[v1] md: fix is_mddev_idle()

[PATCH 3/4] md: fix is_mddev_idle()

Posted by Yu Kuai 10 months ago

From: Yu Kuai <yukuai3@huawei.com>

If sync_speed is above speed_min, then is_mddev_idle() will be called
for each sync IO to check if the array is idle, and inflihgt sync_io
will be limited if the array is not idle.

However, while mkfs.ext4 for a large raid5 array while recovery is in
progress, it's found that sync_speed is already above speed_min while
lots of stripes are used for sync IO, causing long delay for mkfs.ext4.

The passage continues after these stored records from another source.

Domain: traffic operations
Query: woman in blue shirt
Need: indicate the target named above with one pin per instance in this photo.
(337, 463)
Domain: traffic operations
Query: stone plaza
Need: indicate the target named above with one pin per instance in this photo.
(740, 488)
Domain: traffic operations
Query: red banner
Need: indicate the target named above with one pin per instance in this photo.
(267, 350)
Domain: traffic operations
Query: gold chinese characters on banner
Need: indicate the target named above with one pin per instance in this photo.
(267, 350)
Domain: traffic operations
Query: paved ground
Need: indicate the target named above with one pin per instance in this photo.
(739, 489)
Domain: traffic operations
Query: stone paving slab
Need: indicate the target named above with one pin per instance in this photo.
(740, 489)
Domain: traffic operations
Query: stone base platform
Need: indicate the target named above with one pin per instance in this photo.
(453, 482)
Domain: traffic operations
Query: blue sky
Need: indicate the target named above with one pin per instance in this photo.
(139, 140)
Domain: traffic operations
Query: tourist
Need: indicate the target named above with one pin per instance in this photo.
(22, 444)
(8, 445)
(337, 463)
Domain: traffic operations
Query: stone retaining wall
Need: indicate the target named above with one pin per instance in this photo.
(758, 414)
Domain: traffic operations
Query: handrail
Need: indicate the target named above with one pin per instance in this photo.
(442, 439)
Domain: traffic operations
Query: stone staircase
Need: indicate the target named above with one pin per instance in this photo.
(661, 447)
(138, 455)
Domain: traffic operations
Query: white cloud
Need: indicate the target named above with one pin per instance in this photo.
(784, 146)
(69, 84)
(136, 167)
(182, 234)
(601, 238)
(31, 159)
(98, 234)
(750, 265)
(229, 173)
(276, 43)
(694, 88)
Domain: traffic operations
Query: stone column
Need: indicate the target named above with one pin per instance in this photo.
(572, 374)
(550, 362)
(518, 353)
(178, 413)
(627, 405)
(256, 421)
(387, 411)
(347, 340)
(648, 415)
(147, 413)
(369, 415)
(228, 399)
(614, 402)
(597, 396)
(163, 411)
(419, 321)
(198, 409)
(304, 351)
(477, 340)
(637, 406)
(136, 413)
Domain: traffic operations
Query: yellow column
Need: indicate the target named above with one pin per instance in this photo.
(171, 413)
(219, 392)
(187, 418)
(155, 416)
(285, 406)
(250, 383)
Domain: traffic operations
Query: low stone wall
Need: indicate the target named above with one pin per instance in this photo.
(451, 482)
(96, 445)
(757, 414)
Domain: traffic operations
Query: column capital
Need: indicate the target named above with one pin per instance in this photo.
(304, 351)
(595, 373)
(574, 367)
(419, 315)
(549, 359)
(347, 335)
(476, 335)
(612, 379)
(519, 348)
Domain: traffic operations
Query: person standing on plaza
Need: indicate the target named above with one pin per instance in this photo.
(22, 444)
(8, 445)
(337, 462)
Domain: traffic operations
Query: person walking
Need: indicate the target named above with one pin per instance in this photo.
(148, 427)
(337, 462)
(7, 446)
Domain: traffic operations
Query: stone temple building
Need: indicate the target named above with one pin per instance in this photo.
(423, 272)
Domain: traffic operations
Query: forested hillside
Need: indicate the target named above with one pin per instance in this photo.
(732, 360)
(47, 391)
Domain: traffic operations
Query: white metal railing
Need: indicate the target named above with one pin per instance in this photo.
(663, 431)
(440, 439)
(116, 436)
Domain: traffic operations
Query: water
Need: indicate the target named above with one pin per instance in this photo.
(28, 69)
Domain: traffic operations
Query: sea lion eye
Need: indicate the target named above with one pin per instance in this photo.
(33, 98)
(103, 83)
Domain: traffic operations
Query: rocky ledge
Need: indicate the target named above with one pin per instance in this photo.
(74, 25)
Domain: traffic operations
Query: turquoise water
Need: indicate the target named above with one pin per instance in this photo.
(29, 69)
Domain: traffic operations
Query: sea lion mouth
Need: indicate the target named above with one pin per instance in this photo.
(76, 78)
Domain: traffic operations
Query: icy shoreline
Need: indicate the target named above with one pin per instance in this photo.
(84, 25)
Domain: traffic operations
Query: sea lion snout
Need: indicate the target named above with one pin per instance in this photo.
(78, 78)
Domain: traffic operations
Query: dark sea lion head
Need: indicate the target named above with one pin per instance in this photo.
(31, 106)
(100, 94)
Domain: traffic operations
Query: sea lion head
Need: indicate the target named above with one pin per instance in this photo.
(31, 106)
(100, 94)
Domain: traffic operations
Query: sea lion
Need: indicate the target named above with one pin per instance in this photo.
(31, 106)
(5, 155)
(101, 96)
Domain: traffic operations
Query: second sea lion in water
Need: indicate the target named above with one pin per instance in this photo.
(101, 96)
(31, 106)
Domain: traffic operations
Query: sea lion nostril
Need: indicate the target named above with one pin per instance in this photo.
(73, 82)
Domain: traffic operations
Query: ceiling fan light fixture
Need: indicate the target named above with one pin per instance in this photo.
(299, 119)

Root cause is the following checking from is_mddev_idle():

t1: submit sync IO: events1 = completed IO - issued sync IO
t2: submit next sync IO: events2  = completed IO - issued sync IO
if (events2 - events1 > 64)

For consequence, the more sync IO issued, the less likely checking will
pass. And when completed normal IO is more than issued sync IO, the
condition will finally pass and is_mddev_idle() will return false,
however, last_events will be updated hence is_mddev_idle() can only
return false once in a while.

Fix this problem by changing the checking as following:

1) mddev doesn't have normal IO completed;
2) mddev doesn't have normal IO inflight;
3) if any member disks is partition, and all other partitions doesn't
   have IO completed.

Signed-off-by: Yu Kuai <yukuai3@huawei.com>
---
 drivers/md/md.c | 78 ++++++++++++++++++++++++++-----------------------
 drivers/md/md.h |  3 +-
 2 files changed, 43 insertions(+), 38 deletions(-)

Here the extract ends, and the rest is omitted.